Now for the twist...
She is friends with a lottttttttttttt of guys at school, and yes she hangs out with me a lot more than any one of them, she's incredibly attractive and extremely stylish, and almost every single one of those guys wants to get with her. I am afraid to completely trust her even though I want to because she could have any guy she wants, she loves being spoiled, and I just feel like I have issues believing everything, she's always txtingggg, and most of the time its either her best friend (girl) or boys.. and it makes me feel uneasy and suspicious... I can't fully explain why, but my imagination runs wild sooooo fast when i see that she's txting another guy. Also, I haven't performed well sexually, and so she's admitted to thinking that maybe she's not enough to stimulate me.. and Im afraid that me not being able to stay hard is making the situation more uneasy for me, and leads my imagination to think that it would be a motivating reason for her to loose interest in me, cuz she likes having a guy whose good in bed and im inexperienced..

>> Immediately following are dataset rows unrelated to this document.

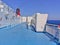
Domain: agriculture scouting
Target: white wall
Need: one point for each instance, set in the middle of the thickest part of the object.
(41, 21)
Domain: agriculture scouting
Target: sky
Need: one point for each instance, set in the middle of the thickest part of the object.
(30, 7)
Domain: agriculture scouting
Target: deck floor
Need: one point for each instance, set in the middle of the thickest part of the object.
(19, 35)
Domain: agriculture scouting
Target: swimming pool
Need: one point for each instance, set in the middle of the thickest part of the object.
(20, 35)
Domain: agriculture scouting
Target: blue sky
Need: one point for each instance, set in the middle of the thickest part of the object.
(29, 7)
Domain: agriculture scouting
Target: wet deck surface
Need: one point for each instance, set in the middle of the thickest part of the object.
(19, 35)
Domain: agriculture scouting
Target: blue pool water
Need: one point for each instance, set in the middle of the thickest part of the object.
(56, 22)
(19, 35)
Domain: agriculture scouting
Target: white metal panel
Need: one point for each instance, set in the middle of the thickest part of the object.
(41, 21)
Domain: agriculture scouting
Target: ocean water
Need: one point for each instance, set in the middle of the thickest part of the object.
(56, 22)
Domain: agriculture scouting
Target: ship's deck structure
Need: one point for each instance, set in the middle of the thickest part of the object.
(13, 32)
(20, 35)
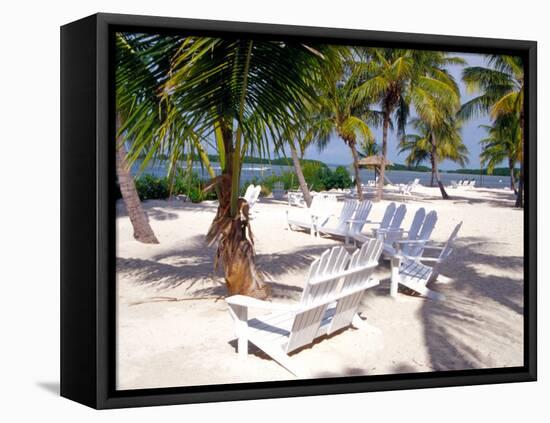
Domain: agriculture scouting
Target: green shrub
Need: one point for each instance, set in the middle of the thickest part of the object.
(318, 177)
(150, 187)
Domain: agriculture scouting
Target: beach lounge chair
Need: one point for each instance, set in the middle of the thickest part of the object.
(330, 300)
(408, 268)
(278, 191)
(390, 226)
(417, 236)
(251, 195)
(322, 207)
(352, 218)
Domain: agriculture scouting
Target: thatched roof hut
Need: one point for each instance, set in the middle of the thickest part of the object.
(373, 161)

She shows affection in saying that she loves me, and has tried doing a couple things for me, but doesn't seem to go out of her way to do things for me the way I do for her, but she keeps every single thing i give to and do for her... She tells me she loves me and for me to stop doubting it... that it pisses her off.. and I feel really pressured to make sure I am good at intercourse (I satisfy her a lottttt with other methods).. and really, I feel like everything is just some big thing made up in my head built off of insecurities, vigilant fear to believe everything (my parents betrayed my trust for years as a teenager), fear of be played for attention and love, and not knowing how to act like a 20 year old man.. I cannot express how much this is boiling inside me (and yes I see counseling), but I honestly need to hear a girl's side and opinion of this situation with this girl, what she says, and the relationship between her and I.. Please.